Noch näher an Eibelstadt gibts leider nix (afaik).


----------



## MTB-News.de




----------



## Trailsucker (19. Mai 2006)

wow fett. da isn steinbruch. gehöre hier zu peacemaker. fahre ähnlich. komme zwar aus kist habe jetzt aber nich die probs ma nach eibelstadt zu fahren (noch dazu wenn ich durchs steinbachtal fahren kann). wie muss ich mir den steinbruch vorstellen? so wie in höche? oder neuer? hast du nen photo oder sowas?


----------



## Peace|maker (21. Mai 2006)

Jo thx flocu ich werde es mir mal anschaun! Glaube war sogar vor 2 oder 3 Jahren schonmal da hab aber nicht wirklich noch erinnerungen dran *demenz^^*
Wenns gut ist und noch jemand außer Biker_2005 intresse hat kann ich auch vll Bilder machen oder so für die dies Interressiert!


----------



## Moffa (21. Mai 2006)

Hier nochmal der gleiche Post wie im anderen Fred:

Für son bisserl Freireiten (anfangen) bin ich auch zu haben ...

wenn was geht - bitte melden. In H'berg haben mich irgendwelche Viecher gnadenlos verstochen/-bissen/-wasweisich - deswegen werde ich mit Winterhausen mal angucken nächste Woche.

Ich sags nur schon vorher: Ich bin wahrscheinlich doppelt so alt wie ihr - nur dass ihr net erschreckt. Aber dadurch bin ich flexibel zwecks Auto.

Moffa


----------



## Peace|maker (21. Mai 2006)

Joa währe fett müssten uns halt mal irg absprechen oder so! denn währe ja mal was möglich des zusammen anzuschaun! 

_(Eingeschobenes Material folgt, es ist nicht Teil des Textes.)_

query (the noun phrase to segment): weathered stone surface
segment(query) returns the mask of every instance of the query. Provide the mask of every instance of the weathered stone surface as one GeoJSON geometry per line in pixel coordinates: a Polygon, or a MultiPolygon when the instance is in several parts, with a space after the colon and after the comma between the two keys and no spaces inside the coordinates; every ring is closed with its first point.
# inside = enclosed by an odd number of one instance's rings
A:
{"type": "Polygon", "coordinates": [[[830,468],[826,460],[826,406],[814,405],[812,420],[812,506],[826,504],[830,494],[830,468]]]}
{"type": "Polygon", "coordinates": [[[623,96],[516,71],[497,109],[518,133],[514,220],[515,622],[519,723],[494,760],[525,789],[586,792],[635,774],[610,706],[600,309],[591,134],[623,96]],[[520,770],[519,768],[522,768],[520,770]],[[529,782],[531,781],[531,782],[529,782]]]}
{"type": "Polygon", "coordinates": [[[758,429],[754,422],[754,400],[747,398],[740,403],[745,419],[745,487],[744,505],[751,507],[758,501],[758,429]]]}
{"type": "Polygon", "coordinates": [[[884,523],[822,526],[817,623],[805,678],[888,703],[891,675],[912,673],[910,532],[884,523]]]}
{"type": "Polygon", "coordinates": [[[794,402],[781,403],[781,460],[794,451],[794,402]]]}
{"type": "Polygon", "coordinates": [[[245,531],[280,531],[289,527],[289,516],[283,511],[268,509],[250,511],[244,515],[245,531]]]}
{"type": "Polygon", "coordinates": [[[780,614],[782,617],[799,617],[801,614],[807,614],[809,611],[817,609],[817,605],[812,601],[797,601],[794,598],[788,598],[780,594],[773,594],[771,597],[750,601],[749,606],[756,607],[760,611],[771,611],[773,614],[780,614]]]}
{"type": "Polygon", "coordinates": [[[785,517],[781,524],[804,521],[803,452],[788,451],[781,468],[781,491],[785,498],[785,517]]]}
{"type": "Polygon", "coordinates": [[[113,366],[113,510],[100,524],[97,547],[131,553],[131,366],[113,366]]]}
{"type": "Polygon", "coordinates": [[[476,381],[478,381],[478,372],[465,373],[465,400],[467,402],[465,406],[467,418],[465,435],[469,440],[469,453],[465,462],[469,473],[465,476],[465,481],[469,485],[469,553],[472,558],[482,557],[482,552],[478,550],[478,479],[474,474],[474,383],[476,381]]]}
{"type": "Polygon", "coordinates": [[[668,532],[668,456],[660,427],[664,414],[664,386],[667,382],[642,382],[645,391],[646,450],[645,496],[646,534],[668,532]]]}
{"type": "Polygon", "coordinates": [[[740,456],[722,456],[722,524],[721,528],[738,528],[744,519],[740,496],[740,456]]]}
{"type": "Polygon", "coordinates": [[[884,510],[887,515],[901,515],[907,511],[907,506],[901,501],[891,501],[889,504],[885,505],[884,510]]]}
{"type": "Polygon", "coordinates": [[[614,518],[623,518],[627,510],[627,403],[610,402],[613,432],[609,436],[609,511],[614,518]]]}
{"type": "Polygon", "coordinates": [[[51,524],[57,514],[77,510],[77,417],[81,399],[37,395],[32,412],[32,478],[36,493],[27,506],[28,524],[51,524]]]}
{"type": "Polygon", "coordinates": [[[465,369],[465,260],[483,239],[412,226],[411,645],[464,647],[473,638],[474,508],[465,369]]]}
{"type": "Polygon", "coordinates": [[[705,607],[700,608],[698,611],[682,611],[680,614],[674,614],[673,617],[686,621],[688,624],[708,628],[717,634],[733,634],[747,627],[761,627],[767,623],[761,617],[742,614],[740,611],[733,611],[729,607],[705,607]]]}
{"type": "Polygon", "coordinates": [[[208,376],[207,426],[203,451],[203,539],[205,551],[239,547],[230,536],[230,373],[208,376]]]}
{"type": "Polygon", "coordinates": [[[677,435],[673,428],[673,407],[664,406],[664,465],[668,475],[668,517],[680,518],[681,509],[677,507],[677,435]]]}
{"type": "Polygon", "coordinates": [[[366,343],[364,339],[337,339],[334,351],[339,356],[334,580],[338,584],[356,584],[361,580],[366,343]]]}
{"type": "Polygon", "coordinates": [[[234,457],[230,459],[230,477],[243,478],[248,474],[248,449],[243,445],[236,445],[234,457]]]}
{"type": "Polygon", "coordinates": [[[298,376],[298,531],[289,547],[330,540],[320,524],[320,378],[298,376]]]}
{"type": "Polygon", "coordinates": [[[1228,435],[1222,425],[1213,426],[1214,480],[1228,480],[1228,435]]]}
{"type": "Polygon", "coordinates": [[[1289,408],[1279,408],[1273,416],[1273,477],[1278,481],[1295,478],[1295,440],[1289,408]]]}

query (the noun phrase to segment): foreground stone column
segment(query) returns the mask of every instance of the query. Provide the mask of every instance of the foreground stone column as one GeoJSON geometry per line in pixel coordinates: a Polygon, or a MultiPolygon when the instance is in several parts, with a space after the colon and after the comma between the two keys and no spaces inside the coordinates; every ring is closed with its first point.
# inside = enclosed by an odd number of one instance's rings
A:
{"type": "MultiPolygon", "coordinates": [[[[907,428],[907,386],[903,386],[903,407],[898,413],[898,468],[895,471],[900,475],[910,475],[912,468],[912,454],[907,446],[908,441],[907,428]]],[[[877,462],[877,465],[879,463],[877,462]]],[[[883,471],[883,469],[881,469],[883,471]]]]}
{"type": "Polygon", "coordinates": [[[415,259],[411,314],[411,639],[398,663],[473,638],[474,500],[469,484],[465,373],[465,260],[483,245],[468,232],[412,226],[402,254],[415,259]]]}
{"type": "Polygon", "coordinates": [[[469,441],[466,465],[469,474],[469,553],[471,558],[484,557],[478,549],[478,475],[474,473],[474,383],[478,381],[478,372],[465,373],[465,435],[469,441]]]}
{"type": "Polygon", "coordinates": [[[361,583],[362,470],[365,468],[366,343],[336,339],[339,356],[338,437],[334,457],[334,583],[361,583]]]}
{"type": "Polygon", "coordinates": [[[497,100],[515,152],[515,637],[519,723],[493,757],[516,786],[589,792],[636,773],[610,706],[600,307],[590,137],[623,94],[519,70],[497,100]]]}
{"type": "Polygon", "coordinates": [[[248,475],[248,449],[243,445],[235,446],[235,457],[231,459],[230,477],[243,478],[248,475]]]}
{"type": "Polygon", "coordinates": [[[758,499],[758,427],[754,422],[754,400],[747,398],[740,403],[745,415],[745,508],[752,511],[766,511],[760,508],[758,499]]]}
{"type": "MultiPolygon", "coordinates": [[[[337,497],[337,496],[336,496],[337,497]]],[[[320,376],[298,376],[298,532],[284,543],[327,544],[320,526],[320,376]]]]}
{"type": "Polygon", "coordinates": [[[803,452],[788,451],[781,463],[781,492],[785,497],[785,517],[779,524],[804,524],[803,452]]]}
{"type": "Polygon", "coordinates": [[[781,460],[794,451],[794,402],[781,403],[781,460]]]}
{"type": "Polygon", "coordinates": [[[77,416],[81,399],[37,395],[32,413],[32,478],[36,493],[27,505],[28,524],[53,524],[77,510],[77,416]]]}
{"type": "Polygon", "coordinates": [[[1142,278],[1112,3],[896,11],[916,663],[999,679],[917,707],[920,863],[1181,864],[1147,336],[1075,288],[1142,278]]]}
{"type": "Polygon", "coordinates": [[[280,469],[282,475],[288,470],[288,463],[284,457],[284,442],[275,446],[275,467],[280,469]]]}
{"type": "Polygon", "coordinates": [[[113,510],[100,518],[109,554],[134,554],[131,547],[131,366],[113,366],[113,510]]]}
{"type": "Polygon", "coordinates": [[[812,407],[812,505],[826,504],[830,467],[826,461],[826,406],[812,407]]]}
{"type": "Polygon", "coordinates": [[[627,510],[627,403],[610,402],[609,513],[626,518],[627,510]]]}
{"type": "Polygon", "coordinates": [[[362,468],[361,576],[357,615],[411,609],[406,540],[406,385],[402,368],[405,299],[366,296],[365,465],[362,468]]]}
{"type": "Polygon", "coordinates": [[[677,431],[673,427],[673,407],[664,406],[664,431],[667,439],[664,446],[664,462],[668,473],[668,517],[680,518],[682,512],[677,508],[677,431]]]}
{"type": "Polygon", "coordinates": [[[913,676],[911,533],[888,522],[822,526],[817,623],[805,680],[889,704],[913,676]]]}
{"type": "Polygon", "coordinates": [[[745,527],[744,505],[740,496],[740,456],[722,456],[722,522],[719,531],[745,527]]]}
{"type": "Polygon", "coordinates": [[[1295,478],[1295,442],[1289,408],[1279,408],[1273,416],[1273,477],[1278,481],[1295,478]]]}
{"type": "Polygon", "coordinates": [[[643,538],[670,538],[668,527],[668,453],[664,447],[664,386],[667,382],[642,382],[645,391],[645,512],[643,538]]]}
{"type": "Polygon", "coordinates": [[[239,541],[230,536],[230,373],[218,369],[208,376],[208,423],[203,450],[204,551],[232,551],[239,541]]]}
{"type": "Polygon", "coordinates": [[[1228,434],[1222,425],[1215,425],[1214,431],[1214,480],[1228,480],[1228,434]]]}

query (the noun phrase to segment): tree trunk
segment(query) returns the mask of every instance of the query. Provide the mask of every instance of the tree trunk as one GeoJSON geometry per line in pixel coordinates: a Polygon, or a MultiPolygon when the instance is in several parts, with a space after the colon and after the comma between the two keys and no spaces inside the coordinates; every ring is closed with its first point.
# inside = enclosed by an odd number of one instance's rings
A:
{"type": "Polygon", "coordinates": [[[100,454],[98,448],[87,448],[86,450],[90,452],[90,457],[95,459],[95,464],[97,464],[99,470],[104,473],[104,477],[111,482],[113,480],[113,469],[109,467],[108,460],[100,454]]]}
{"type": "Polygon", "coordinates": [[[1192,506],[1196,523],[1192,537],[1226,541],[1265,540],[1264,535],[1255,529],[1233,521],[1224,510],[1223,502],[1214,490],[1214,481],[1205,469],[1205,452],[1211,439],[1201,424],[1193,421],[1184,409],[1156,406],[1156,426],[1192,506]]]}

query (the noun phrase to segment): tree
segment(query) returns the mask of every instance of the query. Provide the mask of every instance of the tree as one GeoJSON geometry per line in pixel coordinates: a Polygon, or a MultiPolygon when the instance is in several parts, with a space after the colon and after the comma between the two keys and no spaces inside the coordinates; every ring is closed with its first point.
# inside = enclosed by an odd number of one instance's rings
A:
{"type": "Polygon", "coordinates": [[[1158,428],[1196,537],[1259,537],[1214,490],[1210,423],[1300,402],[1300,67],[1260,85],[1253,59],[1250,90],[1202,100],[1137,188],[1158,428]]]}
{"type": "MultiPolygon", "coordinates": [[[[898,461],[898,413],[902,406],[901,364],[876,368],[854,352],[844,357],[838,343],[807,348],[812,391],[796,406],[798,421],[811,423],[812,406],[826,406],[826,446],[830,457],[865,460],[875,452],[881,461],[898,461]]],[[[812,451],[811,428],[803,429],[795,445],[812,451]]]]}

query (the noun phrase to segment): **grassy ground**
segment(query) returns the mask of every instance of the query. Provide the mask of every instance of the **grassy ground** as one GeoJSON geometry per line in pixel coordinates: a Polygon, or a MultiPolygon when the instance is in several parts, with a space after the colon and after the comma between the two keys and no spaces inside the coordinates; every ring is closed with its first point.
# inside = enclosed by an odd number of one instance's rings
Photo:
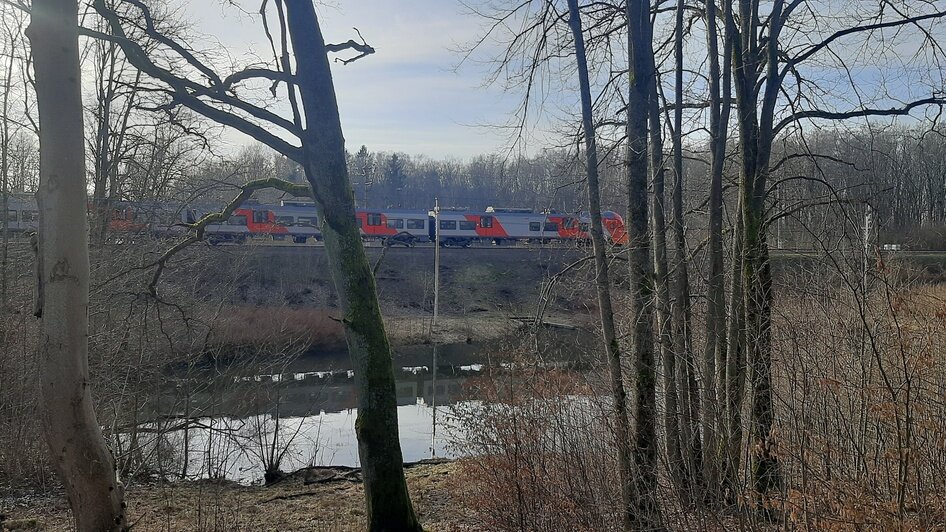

Des mit dem Alter ist eig egal^^


----------



## Trailsucker (21. Mai 2006)

scheiß aufs alter. wir ham neulich in höche auch jmd gesehen. als es mich hingehaun hat. kannste dich noch erninnern peace? is doch egal wie alt man is. der war fit und hatte nen arsch in der hose


----------



## Moffa (21. Mai 2006)

Gut,

dann schaun ma mal ob die Woche mal was zamgeht ... ich kann Mo, Di, Mi ab 13 Uhr (da habe ich halt Schluss), Do Vatddertag (... muss mal gucken ob ich "Ausgang" bekomme), Freitag habe ich frei.

der Moffa


----------



## flocu (22. Mai 2006)

Also ich bin da nur mal durchgefahren. Im nördlichen Steinbruch hab ich net wirklich was gefunden, aber ich bin auch größtenteils aufm Weg geblieben. Ich kann mich wenn ich recht drüber nachdenk sogar an Abzweigungen erinnern.
Im südlichen kann ich mich an nen Trail erinnern, wo es rechts krass runter ging und links parallel zum Steinbruch auf so ner Wiese gibts so 3 kleine Kicker in Folge. Mit Bildern oder genaueren Beschreibungen kann ich net dienen. Ist auch beides net so groß, also erwartet net zu viel...


----------



## Peace|maker (22. Mai 2006)

Joa so langsam kommen bei mir auch die erinnerungen wieder das halt net sooo viel da ist, aber vll kann man ja mal was "bassteln" wenn es des gelende hergibt  und denn mal öffter hinfahrn! vorrausgesetzt des wetter wird entlcih wieder besser !!!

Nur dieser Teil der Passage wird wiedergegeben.